Les Émirats arabes unis ont donné le feu vert pour accélérer la construction de l'oléoduc East-West, une infrastructure clé qui reliera les gisements de l'intérieur au port de Fujaïrah, dans l'est du pays. Le prince héritier a ordonné à la compagnie pétrolière d'État d'avancer les délais pour que ce projet, déjà en cours, entre en service l'année prochaine. L'objectif est de doubler la capacité d'exportation sans dépendre du détroit d'Ormuz, une route sensible dans la région.

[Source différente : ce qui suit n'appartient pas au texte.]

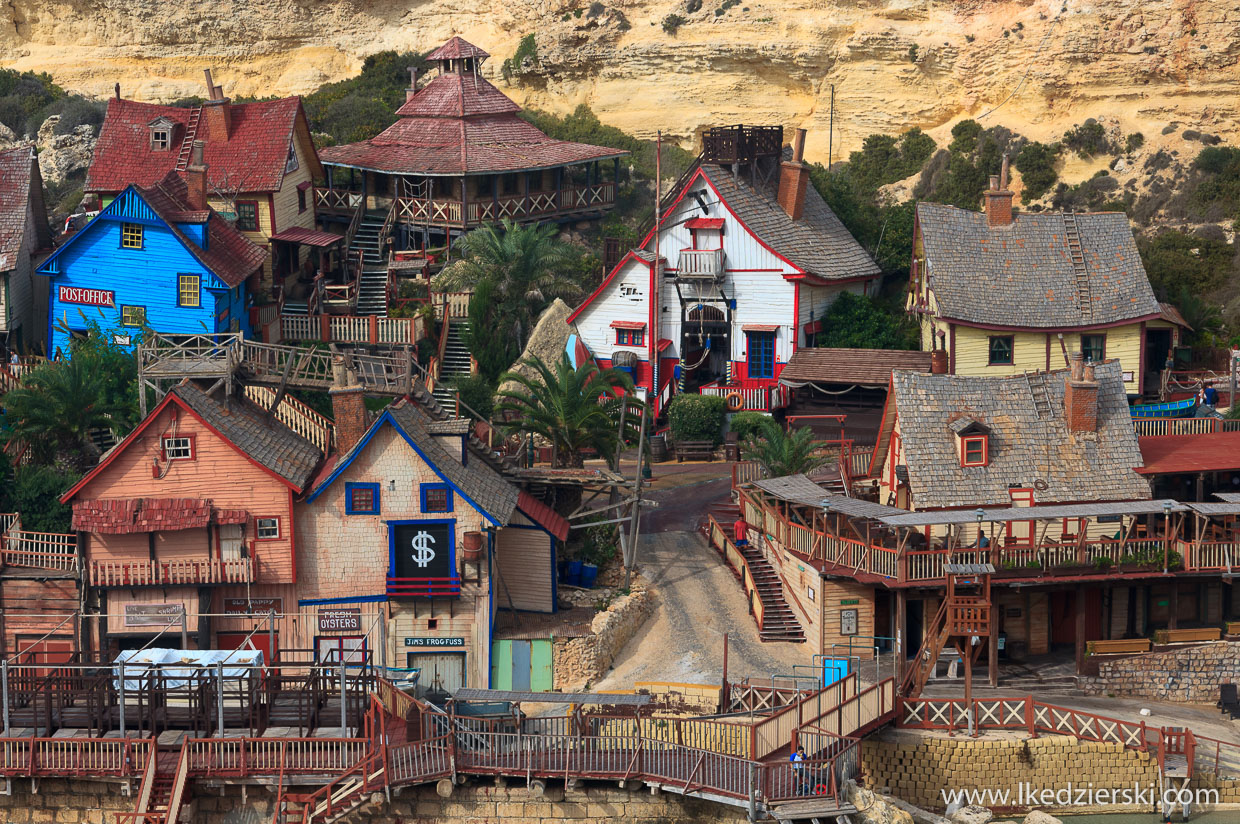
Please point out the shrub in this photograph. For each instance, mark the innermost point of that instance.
(747, 424)
(697, 418)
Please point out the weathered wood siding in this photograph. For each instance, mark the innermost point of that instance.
(217, 472)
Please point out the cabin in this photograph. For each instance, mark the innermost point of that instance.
(1006, 293)
(191, 517)
(743, 264)
(24, 233)
(413, 519)
(262, 165)
(156, 257)
(458, 157)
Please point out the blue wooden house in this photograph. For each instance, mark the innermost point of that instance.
(156, 257)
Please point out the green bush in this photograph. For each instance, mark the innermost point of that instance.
(745, 425)
(697, 418)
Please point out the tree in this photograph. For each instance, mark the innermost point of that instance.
(781, 452)
(526, 265)
(573, 409)
(57, 405)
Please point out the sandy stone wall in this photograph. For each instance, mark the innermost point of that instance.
(918, 767)
(1189, 675)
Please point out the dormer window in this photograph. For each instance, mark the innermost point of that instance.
(161, 134)
(972, 441)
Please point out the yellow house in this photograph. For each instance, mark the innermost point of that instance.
(261, 164)
(1007, 293)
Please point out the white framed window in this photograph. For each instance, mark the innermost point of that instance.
(267, 528)
(179, 449)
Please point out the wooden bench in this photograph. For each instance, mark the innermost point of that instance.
(1184, 636)
(1117, 647)
(699, 450)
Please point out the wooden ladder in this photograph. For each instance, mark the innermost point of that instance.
(1071, 236)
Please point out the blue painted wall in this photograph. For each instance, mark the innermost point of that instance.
(146, 276)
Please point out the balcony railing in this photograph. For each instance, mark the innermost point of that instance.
(699, 264)
(174, 573)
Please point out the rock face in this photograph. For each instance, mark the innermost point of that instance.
(894, 63)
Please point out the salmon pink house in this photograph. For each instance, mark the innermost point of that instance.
(744, 264)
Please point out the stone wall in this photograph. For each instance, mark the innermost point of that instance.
(84, 802)
(582, 661)
(918, 767)
(1191, 674)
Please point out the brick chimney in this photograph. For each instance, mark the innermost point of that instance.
(196, 176)
(216, 113)
(1080, 395)
(794, 179)
(998, 198)
(347, 405)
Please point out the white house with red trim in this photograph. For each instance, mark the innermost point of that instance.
(749, 258)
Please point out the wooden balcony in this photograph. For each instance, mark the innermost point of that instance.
(174, 573)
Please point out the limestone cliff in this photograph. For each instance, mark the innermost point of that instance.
(894, 63)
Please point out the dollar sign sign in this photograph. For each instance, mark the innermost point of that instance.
(422, 549)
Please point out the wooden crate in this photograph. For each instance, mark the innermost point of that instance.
(1125, 646)
(1184, 636)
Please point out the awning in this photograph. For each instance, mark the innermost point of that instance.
(309, 237)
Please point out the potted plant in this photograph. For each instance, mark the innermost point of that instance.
(471, 542)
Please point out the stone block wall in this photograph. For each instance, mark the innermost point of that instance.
(1189, 675)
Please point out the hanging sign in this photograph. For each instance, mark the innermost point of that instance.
(87, 296)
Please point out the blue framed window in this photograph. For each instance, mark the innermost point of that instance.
(361, 498)
(761, 355)
(437, 497)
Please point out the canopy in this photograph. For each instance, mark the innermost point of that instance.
(177, 666)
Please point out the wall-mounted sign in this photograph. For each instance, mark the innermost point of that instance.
(87, 296)
(153, 615)
(253, 606)
(424, 643)
(848, 622)
(340, 621)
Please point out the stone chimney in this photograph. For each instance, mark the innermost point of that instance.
(216, 112)
(347, 405)
(1080, 395)
(998, 198)
(794, 179)
(196, 177)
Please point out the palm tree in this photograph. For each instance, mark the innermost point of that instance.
(57, 405)
(526, 264)
(781, 452)
(573, 409)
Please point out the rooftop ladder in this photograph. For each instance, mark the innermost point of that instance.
(1073, 237)
(191, 131)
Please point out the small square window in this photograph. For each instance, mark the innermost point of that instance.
(187, 290)
(1001, 351)
(133, 315)
(362, 498)
(437, 497)
(130, 236)
(179, 449)
(267, 528)
(247, 216)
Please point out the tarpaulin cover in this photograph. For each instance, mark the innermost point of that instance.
(179, 666)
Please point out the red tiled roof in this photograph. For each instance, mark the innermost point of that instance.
(542, 514)
(230, 255)
(252, 156)
(15, 167)
(455, 48)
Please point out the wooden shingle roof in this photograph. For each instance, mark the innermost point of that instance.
(1022, 275)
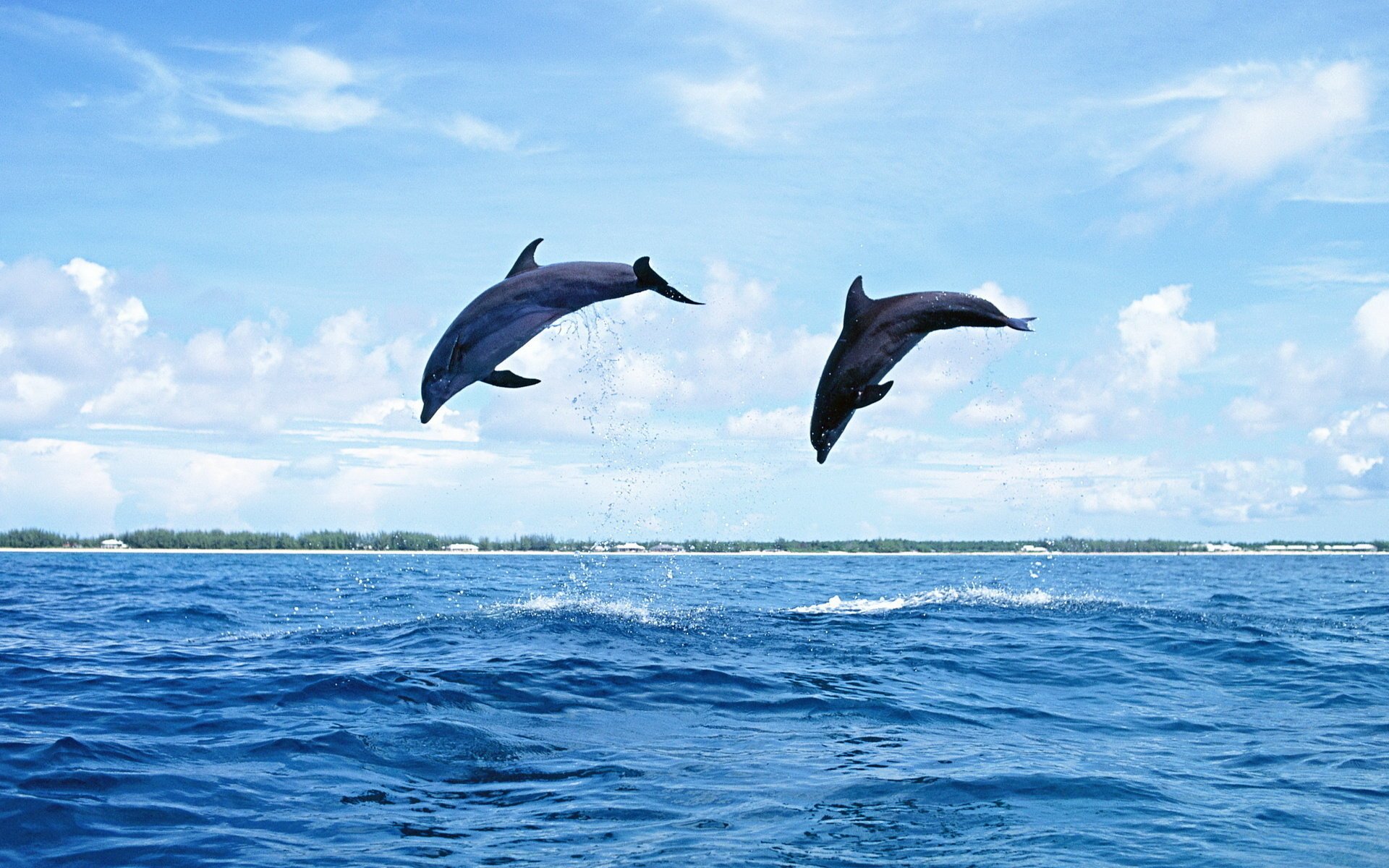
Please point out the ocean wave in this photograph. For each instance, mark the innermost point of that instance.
(970, 595)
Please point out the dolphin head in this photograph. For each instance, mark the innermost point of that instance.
(827, 424)
(646, 278)
(435, 389)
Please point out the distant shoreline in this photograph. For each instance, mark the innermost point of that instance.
(623, 555)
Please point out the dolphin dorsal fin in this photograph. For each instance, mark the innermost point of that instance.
(527, 260)
(856, 303)
(646, 276)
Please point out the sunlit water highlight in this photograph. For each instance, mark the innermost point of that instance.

Pipeline stratégique pour contourner les goulets d'étranglement géopolitiques 🛢️
L'oléoduc East-West, d'une longueur d'environ 400 kilomètres et d'une capacité de transport allant jusqu'à 1,5 million de barils par jour, permettra aux EAU de diversifier leurs routes d'exportation. L'infrastructure relie les champs de Habshan et Bu Hasa aux installations de stockage et de chargement à Fujaïrah, évitant ainsi le transit par le détroit d'Ormuz, contrôlé par l'Iran. Le projet comprend des pompes haute pression et des réservoirs de stockage d'une capacité de 14 millions de barils. Son achèvement réduira la vulnérabilité logistique du pays face aux tensions régionales.
L'oléoduc qui promet plus de pétrole et moins de maux de tête 😅
La nouvelle a été accueillie avec soulagement dans les bureaux de planification, où les cartes du détroit d'Ormuz commençaient à s'user à force d'être consultées. Maintenant, avec l'East-West, les Émiratis pourront dormir tranquilles en sachant que leur brut dispose d'une route de sortie par la côte est. Bien sûr, il faudra voir si le port de Fujaïrah tient le rythme sans embouteillages, car doubler le flux de pétroliers dans un seul port ressemble à un plan de week-end sur une autoroute à péage.